The Year of the Snake could not only be the first year of a global economic recovery, but could also fundamentally change the approaches to exchange rate forecasting. Whereas earlier in the period of recession The scheme, within the framework of which the capital spillover took place on the international market, looked quite simple, now the method of analysis should be more individual in nature.
Risk fleeing and risky currencies
Over the past few years, weakness in macroeconomic indicators of the world's leading economies has signaled a worsening recession and contributed to the the process of "risk-aversion"This has increased interest in "safe haven" currencies. YenThe Swiss franc and the US dollar performed this function due to low interest rates set by the regulators of the issuing countries until the Swiss National Bank, not satisfied with the state of affairs in the Alpine state's economy, pegged the national currency to the then-weakening euro. As a result, the list of "safe havens" was narrowed down to two monetary units.
At the other pole were the so-called "risky currencies"led by the Australian dollar, interest in which has intensified with rumors of a global economic recovery. Today, the rumors have taken a more concrete form. Gradual stabilization in the U.S. labor market, good macroeconomic data on the Chinese economy, aggressive monetary policy in Japan and the ECB's confidence in the imminent end of recession in the Eurozone allow hopes to grow into a gaining confidence.
The dollar is the market's new savior currency
The end of last year and the beginning of this year brought another important feature in the development of the currency market: the Japanese yen was removed from the list of "safe havens".. The position of the government of the country of the rising sun, which seriously undertook to stimulate GDP growth and inflation, led to a significant devaluation of the national currency. As a result, the role of a universal safe haven was assumed by the US dollar, the weakness of which at the beginning of the year was determined by the processes described above.
On the other hand, the unwillingness of the Reserve Bank of Australia to strengthen its own currency and the steps taken in this regard in the form of multiple cuts in the main interest rate have led to the fact that the status of "risky currency" is becoming more and more blurred.
Individual approach
In my opinion, in the current environment, forecasting the future dynamics of a currency pair will require individual approach.

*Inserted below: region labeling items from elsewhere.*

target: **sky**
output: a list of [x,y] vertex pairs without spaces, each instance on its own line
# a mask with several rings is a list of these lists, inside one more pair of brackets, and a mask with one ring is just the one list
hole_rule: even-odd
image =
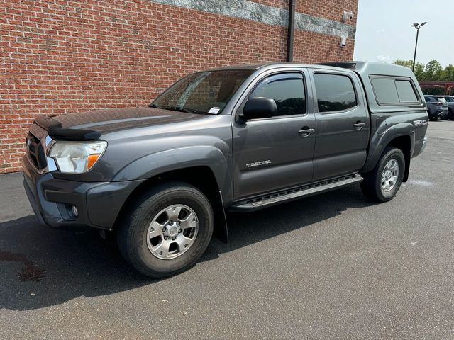
[[453,0],[359,0],[355,60],[392,62],[413,60],[419,30],[416,62],[435,59],[454,64]]

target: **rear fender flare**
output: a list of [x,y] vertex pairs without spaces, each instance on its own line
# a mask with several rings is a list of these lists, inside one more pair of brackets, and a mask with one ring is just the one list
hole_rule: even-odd
[[386,147],[394,138],[402,136],[410,137],[410,158],[411,158],[414,150],[414,126],[408,122],[399,123],[391,126],[382,134],[376,132],[373,135],[369,146],[370,153],[361,172],[366,173],[372,171],[383,154]]

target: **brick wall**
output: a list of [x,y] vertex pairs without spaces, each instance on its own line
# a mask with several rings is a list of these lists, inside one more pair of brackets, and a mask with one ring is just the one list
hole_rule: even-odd
[[[0,173],[20,170],[27,127],[37,115],[145,106],[196,70],[285,61],[284,25],[162,2],[0,1]],[[288,7],[281,0],[245,2]],[[358,8],[358,0],[297,3],[301,13],[336,21],[342,11]],[[338,36],[299,29],[294,61],[351,60],[350,36],[340,49]]]

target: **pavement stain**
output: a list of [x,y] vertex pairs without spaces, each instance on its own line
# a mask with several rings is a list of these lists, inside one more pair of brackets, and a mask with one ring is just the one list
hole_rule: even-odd
[[44,269],[36,266],[31,261],[22,254],[0,251],[0,261],[21,262],[25,267],[17,274],[21,281],[39,282],[45,276]]

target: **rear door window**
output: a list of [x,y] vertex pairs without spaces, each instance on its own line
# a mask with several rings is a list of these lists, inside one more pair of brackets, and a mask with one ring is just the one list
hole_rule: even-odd
[[315,73],[314,80],[319,112],[341,111],[358,105],[353,84],[349,76]]

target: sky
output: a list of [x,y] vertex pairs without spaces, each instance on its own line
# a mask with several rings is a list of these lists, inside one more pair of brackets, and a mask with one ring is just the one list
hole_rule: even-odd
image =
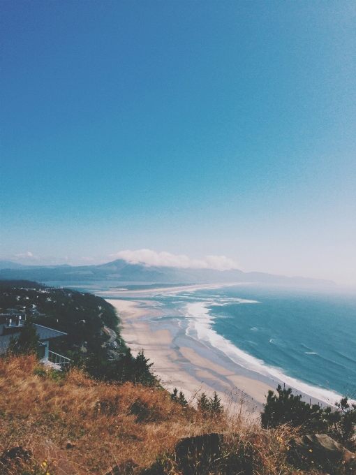
[[0,9],[2,258],[356,286],[355,1]]

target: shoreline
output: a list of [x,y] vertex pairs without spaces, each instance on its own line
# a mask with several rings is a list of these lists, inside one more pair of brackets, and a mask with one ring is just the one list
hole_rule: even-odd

This point of view is confirmed by analyzing real interest rates of different countries.
Selected indicators of the leading countries of the world whose currencies are characterized by the greatest liquidity.
The weakest currency looks to be the British pound sterlingThis is due to the negative real yields on the assets of Foggy Albion. The British currency, which has long served as a European "safe harbor", is now experiencing the consequences of capital flows from its own economy to the potentially recession-ready eurozone economy.
The status of "risky currency" continues to pressure the Australian dollar, but the National Bank of Switzerland in the current conditions should take care of more radical steps aimed at devaluation of the franc. After all, in the conditions of global economic recovery, high real interest rate is sharpening investor interest in the currency.
Thus, the change of scenery in the world economy requires more in-depth fundamental research from traders. The previous simple schemes are becoming ineffective and require significant adjustments. The more interesting it will be to observe the dynamics of currency exchange rates in the year of the Snake.